<< our labels didn't even have ROOM >>
2006-02-08 - 8:00 p.m.

I've been thinking about the dork who recently commented in Mrs. Roboto's guestbook that she (Mrs. Roboto, not the dork) really, deep down inside, wants a big fat houseful of babies. (Naturally, people like this do not deserve to be thought about, but it is often the people who deserve it the least that are thought about most, isn't it? I'm looking at you, Mr. President.) What I wonder is, why does this woman give a shit whether or not Mrs. Roboto has babies? It seems to me that if you are a breeder and you hear that someone else doesn't want to have children, then the only logical response is, "Fantastic! More limited resources for my numerous progeny!" or something like that.

But instead, these people are so insecure about the choices they are making with their lives that the very idea that other people might choose differently strikes them as a personal affront. Like all of those legions of people who feel that if gays get the right to marry, their own marriages will immediately be rendered null and void. No folks, your marriage will still be the same loveless source of misery it's always been! Rest easy!

I see this happening in smaller ways, too--maybe more so lately, since people my age are making decisions that will affect how they live the rest of their lives. A couple of months ago a friend of mine came to visit us, and she and I were talking about marriage--she just got married earlier this year, and she took her husband's name. She asked me if I would ever take Richard's last name, and I said I wouldn't. If you want to take your husband's last name, I have no problem with that--it's just not something I'm interested in doing. I am me and I choose to remain so. Anyone who would like to take my name is welcome to it. Richard and I have talked about this, and he has no desire for me to change it. My friend said, "Well, if you don't take your husband's name, that can really cause huge problems."

"Really? Like what?"

"Like, when Bill and I did our Christmas cards this year, we had to do a whole separate line on the envelopes for couples who didn't have the same last name, and our labels didn't even have ROOM for an extra line!"

Wow, that IS a huge problem. What a fool I have been.

This same friend (who, I should say, is a lovely person) just got pregnant, and is planning a move to the suburbs of New York, where she will basically be a housewife. She told Richard and me that we would eventually decide to move to the suburbs "when we grow up." No, I don't think so.
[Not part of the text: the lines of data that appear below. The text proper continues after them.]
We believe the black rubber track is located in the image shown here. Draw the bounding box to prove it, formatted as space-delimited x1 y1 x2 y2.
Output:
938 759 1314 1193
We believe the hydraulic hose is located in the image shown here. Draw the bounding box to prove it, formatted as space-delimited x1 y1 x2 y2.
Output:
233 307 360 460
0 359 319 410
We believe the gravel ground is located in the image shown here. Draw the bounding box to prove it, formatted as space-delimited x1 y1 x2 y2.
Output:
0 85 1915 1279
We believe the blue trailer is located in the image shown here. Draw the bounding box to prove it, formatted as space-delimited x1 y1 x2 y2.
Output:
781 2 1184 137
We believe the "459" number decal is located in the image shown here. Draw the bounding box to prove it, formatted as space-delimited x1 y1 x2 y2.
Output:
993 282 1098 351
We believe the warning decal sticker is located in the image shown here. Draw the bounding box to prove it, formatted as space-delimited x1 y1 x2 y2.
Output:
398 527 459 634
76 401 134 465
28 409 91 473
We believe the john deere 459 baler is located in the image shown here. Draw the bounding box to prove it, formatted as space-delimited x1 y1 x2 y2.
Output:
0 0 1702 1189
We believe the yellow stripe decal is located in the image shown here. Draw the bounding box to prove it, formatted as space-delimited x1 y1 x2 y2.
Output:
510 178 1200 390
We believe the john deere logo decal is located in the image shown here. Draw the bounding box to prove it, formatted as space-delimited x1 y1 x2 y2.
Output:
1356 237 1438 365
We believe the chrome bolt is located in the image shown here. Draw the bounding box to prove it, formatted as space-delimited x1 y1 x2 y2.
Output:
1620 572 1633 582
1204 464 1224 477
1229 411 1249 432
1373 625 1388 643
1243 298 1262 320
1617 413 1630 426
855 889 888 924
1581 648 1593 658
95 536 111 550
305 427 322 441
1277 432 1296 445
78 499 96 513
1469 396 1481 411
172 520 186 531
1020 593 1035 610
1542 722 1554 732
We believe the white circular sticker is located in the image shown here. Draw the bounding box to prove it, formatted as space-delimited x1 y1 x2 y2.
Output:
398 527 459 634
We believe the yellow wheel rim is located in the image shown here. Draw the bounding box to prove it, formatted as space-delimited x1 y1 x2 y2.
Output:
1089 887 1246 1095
Chain restaurants and strip malls freak me out, and I prefer walking to driving. Choosing to live in the city doesn't mean I'm suffering from some kind of arrested development. I just don't want to live in my car.

Anyway. I'll tell you a decision I do feel threatened by: Rory's decision to move in with Logan. I'm sorry, but what the hell? I thought we were safely rid of that hoser. Gilmore Girls, you are breaking my heart.